Memphis Removes Historic Statues

Josh Calloni, Reporter

Two Confederate War statues were removed from downtown Memphis last August, and now the city is will not receive $250,000 that was to pay for their bicentennial celebration.

State representatives and city leaders had much to stay, including state rep Raumesh Akbari, who said “This amendment, and the explanation, is hateful, it is unkind, it is un-Christian-like and it is unfair.” Akbari said this in an interview with CNN. The statues were of Civil War general and Ku Klux Klan leader Nathan Bedford Forrest, and the statue was removed from Health Science Park. The removal was a few years in the works because the Historical division of the city government said that, positive or not, the history behind the statues are too strong to remove.

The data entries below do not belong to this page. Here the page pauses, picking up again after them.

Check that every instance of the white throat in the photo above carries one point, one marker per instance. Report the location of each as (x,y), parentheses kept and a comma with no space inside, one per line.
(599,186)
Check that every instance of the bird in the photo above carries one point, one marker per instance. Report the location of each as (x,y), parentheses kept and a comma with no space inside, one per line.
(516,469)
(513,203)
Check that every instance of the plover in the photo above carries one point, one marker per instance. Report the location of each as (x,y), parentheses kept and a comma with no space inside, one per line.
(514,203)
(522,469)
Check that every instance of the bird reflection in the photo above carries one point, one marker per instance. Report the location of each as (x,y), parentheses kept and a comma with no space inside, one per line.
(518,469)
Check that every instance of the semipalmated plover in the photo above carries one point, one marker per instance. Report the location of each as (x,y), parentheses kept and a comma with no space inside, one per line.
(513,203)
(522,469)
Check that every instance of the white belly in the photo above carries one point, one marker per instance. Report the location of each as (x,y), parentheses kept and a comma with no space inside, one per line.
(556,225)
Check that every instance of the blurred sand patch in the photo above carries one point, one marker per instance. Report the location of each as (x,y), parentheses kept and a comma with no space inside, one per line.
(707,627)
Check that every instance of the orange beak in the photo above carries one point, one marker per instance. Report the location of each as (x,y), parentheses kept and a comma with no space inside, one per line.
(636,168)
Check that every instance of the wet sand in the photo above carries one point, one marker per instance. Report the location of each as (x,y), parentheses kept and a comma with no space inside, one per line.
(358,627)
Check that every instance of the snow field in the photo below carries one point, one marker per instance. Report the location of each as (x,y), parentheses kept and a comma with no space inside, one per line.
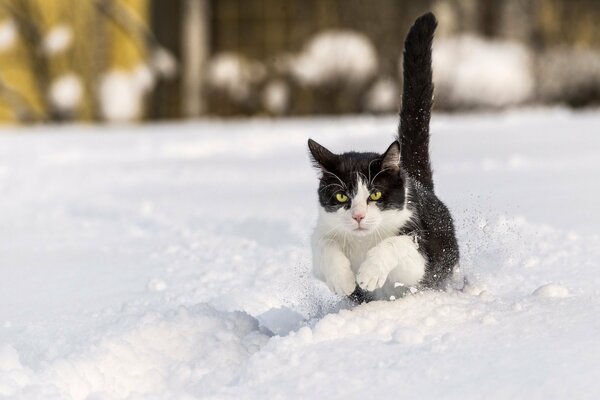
(172,262)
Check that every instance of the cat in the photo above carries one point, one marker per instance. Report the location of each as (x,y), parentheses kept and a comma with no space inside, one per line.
(381,230)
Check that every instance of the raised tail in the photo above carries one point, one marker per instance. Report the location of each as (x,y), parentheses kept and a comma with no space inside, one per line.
(417,100)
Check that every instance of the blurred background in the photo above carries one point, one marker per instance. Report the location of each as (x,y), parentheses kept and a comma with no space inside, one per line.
(136,60)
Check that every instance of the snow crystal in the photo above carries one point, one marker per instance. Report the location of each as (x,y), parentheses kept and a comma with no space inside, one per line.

I think the removal of the confederate statues is wrong. They are there for a reason, and no matter what the south was fighting for, those are lives lost that people down there looked up to. Yes, many might disagree with the rights, and think that is is still promoting slavery and such, but, it is honoring a fallen hero to someone out there, so I think they should stay up in Memphis, and really, all over the South,” sophomore Jaden Albano said.

It will not be the first that a confederate statue was removed. Now, 25 different cities from Maryland to Kansas, to California to Florida have had statue removed. Most spark outbreak in the public to get them removed because of the subject they honor, the civil war. Memphis is the second city in Tennessee to remove a statue, right after Nashville’s decision to remove in December.

The statues needed to go, they bring bad vibes. They represent slavery, and that’s over with now, and that means the statues need to go. Yes, they might be historic, but they are historic for all the wrong reasons, they need to be removed all over the south, not just in Memphis, but good for the city leaders there for making the move to get rid of them,” junior Tyler Kampen said.

To this point, there is no clear indication about the public’s reaction of the removal.